By 25 May 2012 | Categories: news


After first analysing smartphone and mobile phone shipments for Q1 2012, followed by tablet sales over the same period, market research company International Data Corporation (IDC) now takes a look at smartphone platforms.

According to the IDC’s Worldwide Quarterly Mobile Phone Tracker service, smartphones powered by the Android and iOS mobile operating systems (OSs) accounted for over eight out of ten smartphones shipped during Q1 2012. These two mobile platforms dominated the smartphone space, with shares of 59% and 23% respectively of smartphones shipped in Q1 2012. This is a considerable increase compared to the first quarter of 2011, when Android and iOS held a combined mobile OS share of 54.4%.

The IDC stated that this share gain means that the two biggest OS players in the smartphone space have successfully managed to distance themselves from previous market leaders Symbian and RIM’s (Research In Motion’s) BlackBerry OS, as well as other competing platforms such as Microsoft’s Windows Phone OS.

“The popularity of Android and iOS stems from a combination of factors that the competition has struggled to keep up with,” said Ramon Llamas, senior research analyst with IDC’s Mobile Phone Technology and Trends program. “Neither Android nor iOS were the first to market with some of these features, but the way they made the smartphone experience intuitive and seamless has quickly earned a massive following.”

Kevin Restivo, senior research analyst with IDC’s Worldwide Mobile Phone Tracker program, touches on the importance of available apps, adding that: “In order for operating system challengers to gain share, their creators and hardware partners need to secure developer loyalty. This is true because developer intentions or enthusiasm for a particular operating system is typically a leading indicator of hardware sales success.”

Table: IDC Worldwide Mobile Phone Tracker, 24 May 2012

Android and Samsung dominate

Google’s Android ended the quarter as the overall leader amongst the mobile OSs, accounting for almost 60% of all smartphone shipments, according to the IDC. As expected, Android also boasts the longest list of smartphone vendor partners.

Like Gartner, the IDC asserted that the new king of the mobile phone world, Samsung, was the largest contributor to Android’s success by accounting for 45.4% of all Android-based smartphone shipments. Beyond the Korean tech giant, the IDC said that an assortment of companies managed to retrench themselves or slowly increased their respective Android smartphone volumes.

iOS grows OS share, Symbian’s share shrinks

The IDC stated that Apple’s iOS recorded strong year-on-year growth (23%), due to sustained demand for the iPhone 4S after the holiday quarter as well as various new mobile operators offering Cupertino’s smartphone for the first time.

According to the IDC, Symbian posted the largest year-on-year decline, mostly as a result of Nokia switching to Windows Phone OS. The IDC noted that even as Symbian’s share falls, there continues to be a demand for this once dominant platform, with Nokia also continuing to support it with updates such as Nokia Belle and new devices the likes of the Nokia 808 PureView smartphone.

BlackBerry OS OS also decreases

RIM’s BlackBerry continued on its downward trajectory as demand for older BlackBerry devices decreased and users await the official release of BlackBerry 10 smartphones later this year. The IDC also attributed the decline to companies now allowing employees to get their own devices as opposed to providing them with a corporate-sponsored BB smartphones, enabling competing OSs to take away from BlackBerry’s market share.
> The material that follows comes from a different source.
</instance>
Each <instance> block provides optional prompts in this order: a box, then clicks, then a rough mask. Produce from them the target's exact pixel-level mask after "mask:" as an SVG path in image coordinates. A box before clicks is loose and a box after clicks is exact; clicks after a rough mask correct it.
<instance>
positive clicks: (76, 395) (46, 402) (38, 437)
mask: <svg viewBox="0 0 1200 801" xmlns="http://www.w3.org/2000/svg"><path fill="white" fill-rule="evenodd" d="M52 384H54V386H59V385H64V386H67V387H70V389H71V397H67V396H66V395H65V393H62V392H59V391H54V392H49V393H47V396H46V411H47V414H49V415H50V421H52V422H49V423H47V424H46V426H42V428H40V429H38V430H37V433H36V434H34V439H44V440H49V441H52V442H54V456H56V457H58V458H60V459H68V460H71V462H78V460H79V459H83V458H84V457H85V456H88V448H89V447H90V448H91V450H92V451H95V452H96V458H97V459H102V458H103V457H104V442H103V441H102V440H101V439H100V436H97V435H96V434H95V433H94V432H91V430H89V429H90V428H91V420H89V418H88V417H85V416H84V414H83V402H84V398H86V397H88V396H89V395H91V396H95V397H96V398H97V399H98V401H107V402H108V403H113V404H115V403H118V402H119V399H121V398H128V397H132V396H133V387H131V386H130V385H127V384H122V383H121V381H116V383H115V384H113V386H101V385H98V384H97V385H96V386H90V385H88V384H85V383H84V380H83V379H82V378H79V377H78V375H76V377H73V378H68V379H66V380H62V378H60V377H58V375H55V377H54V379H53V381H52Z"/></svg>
The research firm noted though that although RIM has not officially released BB 10, the first couple of demonstrations of this platform has shown much improvement over the current software.

Redmond-powered OS train yet to gather momentum

According to the IDC, Microsoft’s Windows Phone OS has yet to make significant inroads in the worldwide smartphone market, but the company asserts that the rest of 2012 should see a significant ramp-up year for Nokia and other Microsoft partners such as Samsung and HTC to boost their volumes. However, the IDC added that until Nokia adds more models to its Lumia range, or new vendors use Windows Phone OS, it expects slow growth for this OS.

Linux remains on the fringes

The IDC stated that Linux maintained its small presence in the global smartphone market, mostly due to Samsung still favouring Android and its own bada platform over new Linux OSs. By the end of the quarter, Samsung accounted for 81.6% of all Linux-powered smartphones, a 3.6% share gain versus the year before. The IDC said that Linux’s mobile fortunes are closely tied to Samsung’s smartphone strategy, which already sees the Korean company making use of Android, Windows Phone OS, bada and later this year, the Linux-based Tizen.

In related news, market research firm Gartner recently provided its figures surrounding smartphone and mobile phone sales during Q1 2012, whilst the IDC analysed media tablet sales for Q1 2012.